まずはパニックになってるオカンを落ち着かせ話を聞いてみた。




オカンは2階の寝室で寝ていて一階の和室がこのように荒らされていたことさえ気づかず朝に起きてびっくりして俺に電話をかけてきたそうだ。






警察に電話をした。






しばらくするとぞろぞろと数名の警官が我が家にやってきた。




そして実家の中で刑事ドラマで見るような光景が始まった。






家の荒らされたタンスや化粧台などを鑑識の人が写真を撮る。指紋を調べるポンポン棒を持った人もいた。






見慣れた家の中で警官がわらわらと現場鑑識するイベントなんて一生にあるかないかである(もちろん無いにこしたことはないが…)





ただ見慣れた家にいる警官たちを見ると白昼夢を見てる気分でオカンも俺もなんだか心が高揚しているのがわかった。







鑑識の写真係りの人がやって来て、明らかに犯行が示唆されている箇所の現場写真は被害者が一緒に写らないといけないと説明された。







乱雑に開けられたタンスの引き出しの横に被害者が立って指をさす。そんな写真を撮りたいというのだ。

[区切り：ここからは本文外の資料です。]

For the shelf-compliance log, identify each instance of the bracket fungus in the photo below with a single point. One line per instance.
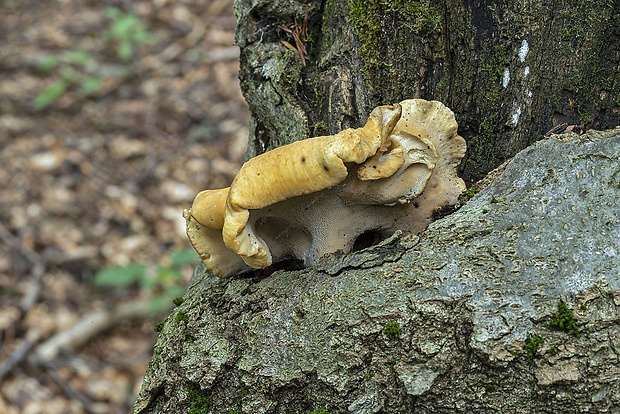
(318, 195)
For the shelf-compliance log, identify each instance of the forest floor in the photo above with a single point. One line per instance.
(113, 115)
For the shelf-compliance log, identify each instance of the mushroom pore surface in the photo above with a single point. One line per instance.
(317, 196)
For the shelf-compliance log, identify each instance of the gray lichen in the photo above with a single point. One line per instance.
(467, 294)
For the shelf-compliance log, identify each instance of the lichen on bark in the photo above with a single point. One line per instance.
(468, 296)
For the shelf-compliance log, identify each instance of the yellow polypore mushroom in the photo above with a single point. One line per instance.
(302, 167)
(301, 201)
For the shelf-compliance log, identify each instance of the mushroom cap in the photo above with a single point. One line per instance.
(302, 167)
(300, 200)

昔からオカンは写真を撮るのが大の苦手で極端に写真が少ない。





理由は写真は照れて照れて仕方がないらしいのだ。








警察:「これは、撮らなアカンもんですから協力頼みますわ」




空けられた引き出しに指をさして立つオカン。






顔を見ると








もじもじしながら下唇を噛んだハニカミ笑顔だった。






それを見た俺はさすがにNGを出して撮影中にダメ出しに入った。



まるでグラビアアイドルの敏腕マネージャーさながらである。








俺:「写真撮るのに今の顔はアカンやろ?」




オカン:「どんな顔したらええのん?」






俺:「・・・やっぱり、被害者だけに




「やられた~」って肩を落とした悲しい顔ちゃう?」






オカン:「そんな顔、うちようできへんわ」





警官:「もう顔とかどうでもいいんで続きいいですか?」






その後も、もじもじして照れ笑いを浮かべながら写真を撮られるオカン。





ものすごくシュールな絵ではある。









そこに年配の警官が事情聴取にやってきた。





盗まれた金銭や物品などを聞いてきた。




被害額は現金は1万円程度。






あとは腕時計やアクセサリーなどであるが、基本的にかざりっ気のない人で高価な持ち物は何もなく、あっても古いものばかりである。






その物品のひとつひとつの価格はいくらぐらいか聞いてくる警官。







そんな古い物の値段なんかわかるはずもない。





警官は「だいたいでいいんです」という。








被害額って言い値みたいなとこがあるみたいで、いくら価格がわからないものでも




もし人に売るなら○○円で売る。ってな具合に盗まれた物品の被害額は決められるらしい。






被害総額ってのもずいぶんいいかげんなものだ。









しばらくするとオカンと警官が押し問答をしている。




何事かと思って話を聞くと






オカン:「あれは値段は付けれません・・・」







警官:「だいたいでいいんです・・・」






オカン:「ほんまに付けれないんです・・・」





警官:「困ったな・・・」





オカンは盗まれたあるアクセサリーには値段が付けれないとゴネてるのである。




「売るなら○○円」という言葉が頭にひっかかってて生真面目なオカンは額面通りに受け取り、売れないから値段が付けれないというのである。







「値段は付けれないです」




値段を付けれないアクセサリーとは











死んだ婆ちゃんからもらったネックレスのことである。










9人家族だったオカンは極貧家族であったが、お婆ちゃんは嫁入り前のオカンにせめて何か買ってあげたいと機械油が染みついたシワシワの手でネックレスを付けてくれたらしい。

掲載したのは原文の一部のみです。